Chris Smither headlines the Old Town School on Oct. 12.
♦ 8 p.m. Oct. 12
♦ Old Town School of Folk Music, Maurer Concert Hall, 4544 N Lincoln
♦ Tickets, $18-$22
♦ (773) 728-6000;
Thirty years ago, Chris Smither was traveling from gig to gig in worn-out clunkers with odometers topping a quarter-million miles. It was a hectic, nomadic life, where the greatest satisfaction came when he was finally able to unpack his guitar and play his songs for folks for a couple of hours.
Though Smither is still apt to spend about 200 days on the road every year, it doesn’t come with quite the sacrifices that it once did.
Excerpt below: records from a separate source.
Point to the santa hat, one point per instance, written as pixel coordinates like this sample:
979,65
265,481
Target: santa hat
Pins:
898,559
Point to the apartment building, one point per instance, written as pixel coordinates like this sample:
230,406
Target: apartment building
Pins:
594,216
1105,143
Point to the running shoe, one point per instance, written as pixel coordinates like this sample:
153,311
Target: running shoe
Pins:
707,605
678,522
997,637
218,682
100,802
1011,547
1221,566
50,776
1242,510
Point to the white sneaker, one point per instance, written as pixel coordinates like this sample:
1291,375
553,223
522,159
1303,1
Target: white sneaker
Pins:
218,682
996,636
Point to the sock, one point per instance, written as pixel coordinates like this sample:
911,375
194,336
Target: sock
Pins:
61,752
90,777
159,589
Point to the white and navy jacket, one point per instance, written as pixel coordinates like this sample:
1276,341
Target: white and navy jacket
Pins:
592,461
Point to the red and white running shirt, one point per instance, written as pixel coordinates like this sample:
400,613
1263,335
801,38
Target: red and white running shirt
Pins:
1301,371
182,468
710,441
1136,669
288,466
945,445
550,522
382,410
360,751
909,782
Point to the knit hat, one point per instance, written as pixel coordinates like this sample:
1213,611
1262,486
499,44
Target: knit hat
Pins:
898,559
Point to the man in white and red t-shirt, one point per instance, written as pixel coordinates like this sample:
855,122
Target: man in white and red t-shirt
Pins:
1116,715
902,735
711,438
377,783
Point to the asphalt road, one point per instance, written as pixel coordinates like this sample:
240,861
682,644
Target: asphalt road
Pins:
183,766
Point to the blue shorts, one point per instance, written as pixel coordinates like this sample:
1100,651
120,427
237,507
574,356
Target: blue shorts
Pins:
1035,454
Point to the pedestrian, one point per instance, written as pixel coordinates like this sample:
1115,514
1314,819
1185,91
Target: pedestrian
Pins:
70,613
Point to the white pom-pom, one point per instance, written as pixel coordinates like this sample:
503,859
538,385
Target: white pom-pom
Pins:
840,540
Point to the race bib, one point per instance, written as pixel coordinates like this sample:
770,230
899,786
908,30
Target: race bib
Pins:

“It’s certainly a lot easier these days,” the 67-year-old musician said. “Flying sure eliminates a lot of hassles. Maybe it says a lot about how much I prefer to stay home when I can.”
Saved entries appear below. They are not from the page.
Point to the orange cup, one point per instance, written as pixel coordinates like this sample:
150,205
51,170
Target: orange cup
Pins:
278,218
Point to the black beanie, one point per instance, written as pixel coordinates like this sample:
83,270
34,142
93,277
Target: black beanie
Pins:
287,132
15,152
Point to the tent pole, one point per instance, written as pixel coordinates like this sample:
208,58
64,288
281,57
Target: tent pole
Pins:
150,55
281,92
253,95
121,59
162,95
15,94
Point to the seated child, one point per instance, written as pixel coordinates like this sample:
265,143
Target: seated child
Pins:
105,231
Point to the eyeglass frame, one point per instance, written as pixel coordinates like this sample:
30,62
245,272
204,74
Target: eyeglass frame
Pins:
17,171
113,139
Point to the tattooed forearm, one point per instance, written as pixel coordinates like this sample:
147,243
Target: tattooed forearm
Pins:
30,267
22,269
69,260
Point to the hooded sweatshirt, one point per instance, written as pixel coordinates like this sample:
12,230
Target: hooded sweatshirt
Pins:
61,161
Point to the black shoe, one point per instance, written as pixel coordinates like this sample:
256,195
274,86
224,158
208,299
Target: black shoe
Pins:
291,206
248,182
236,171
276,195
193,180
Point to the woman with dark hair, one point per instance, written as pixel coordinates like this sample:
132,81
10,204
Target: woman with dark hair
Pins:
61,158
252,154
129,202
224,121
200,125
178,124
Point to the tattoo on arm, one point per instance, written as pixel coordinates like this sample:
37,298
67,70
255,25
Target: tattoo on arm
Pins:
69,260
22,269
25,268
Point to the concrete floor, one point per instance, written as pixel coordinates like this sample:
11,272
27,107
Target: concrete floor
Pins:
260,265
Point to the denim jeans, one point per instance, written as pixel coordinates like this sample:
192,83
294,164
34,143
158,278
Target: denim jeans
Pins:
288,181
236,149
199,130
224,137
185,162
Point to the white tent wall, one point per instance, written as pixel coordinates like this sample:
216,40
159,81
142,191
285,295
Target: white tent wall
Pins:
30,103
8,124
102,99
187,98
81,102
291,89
Although Smither’s modest fame hasn’t come close to making him a household name, he is something of a dean in the world of six-string troubadours, with an ever-growing, enthusiastic following among non-mainstream music fans, who have high regard for his thoughtful songwriting and intricate, skillful guitar-playing.
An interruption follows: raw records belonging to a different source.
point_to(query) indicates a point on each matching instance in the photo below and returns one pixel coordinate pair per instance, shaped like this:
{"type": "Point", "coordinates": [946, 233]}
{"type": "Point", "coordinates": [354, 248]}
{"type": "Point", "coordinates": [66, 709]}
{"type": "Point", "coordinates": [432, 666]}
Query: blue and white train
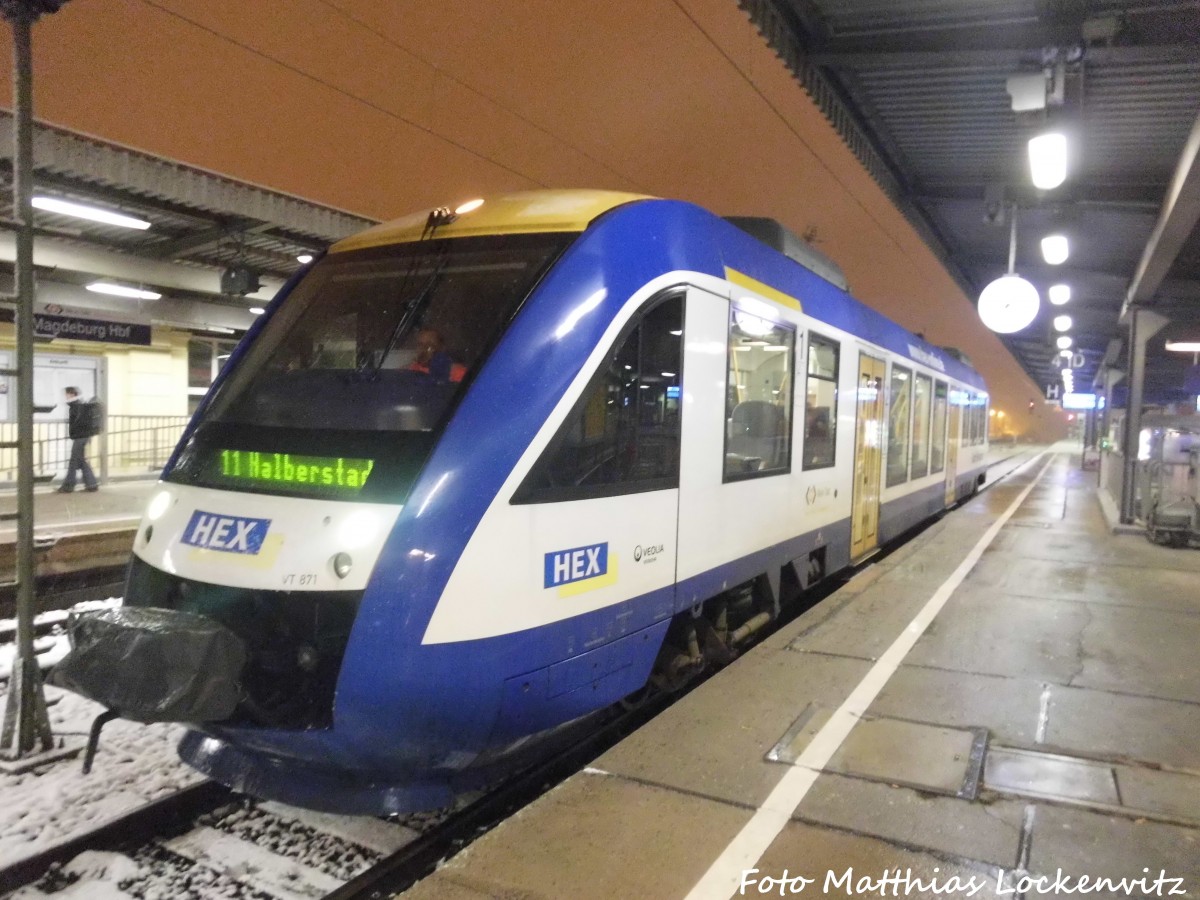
{"type": "Point", "coordinates": [479, 473]}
Smither, who grew up in music-rich New Orleans, took an early interest in the blues of Robert Johnson, Skip James and Sonny Terry and Brownie McGee. Highly touted in an era during the late 1960s when folk and blues-based music was finding a mainstream audience, he seemed destined to create a stir in the business.
Smither’s first two albums, for an independent label during the early 1970s, were widely praised, but failed to sell. However, two original songs, “Love (Me) Like a Man” and “I Feel the Same,” found their way into the notable repertoire of Bonnie Raitt.
By the 1980s, Smither had pretty much given up music and turned his attention to making a living as a carpenter. He also began drinking heavily.
“I spent about 10 years pretty much wasted,” Smither recalled. “But then, as I slowly got it together, I remembered I was a musician.”
Smither’s 1992 comeback release, titled “Happier Blue,” signaled he was ready and willing to give it another try. Before he knew it, his phone was ringing off the hook from club owners and festival promoters wanting to book him.
Since then, Smither has recorded nine more offerings, including “Hundred Dollar Valentine.” In addition, he’s been busy scoring the soundtrack for a film in development called “Leroy Purcell,” which is based on a short story that Smither wrote several years ago.
For Smither, the process of making new music is much easier these days.
“I guess I still write the songs and make the records so that I can go out and play,” he said. “Except that now I actually look forward to it. I’ve learned how to do it, and I’m very eager to get stuff recorded once I’ve written it.”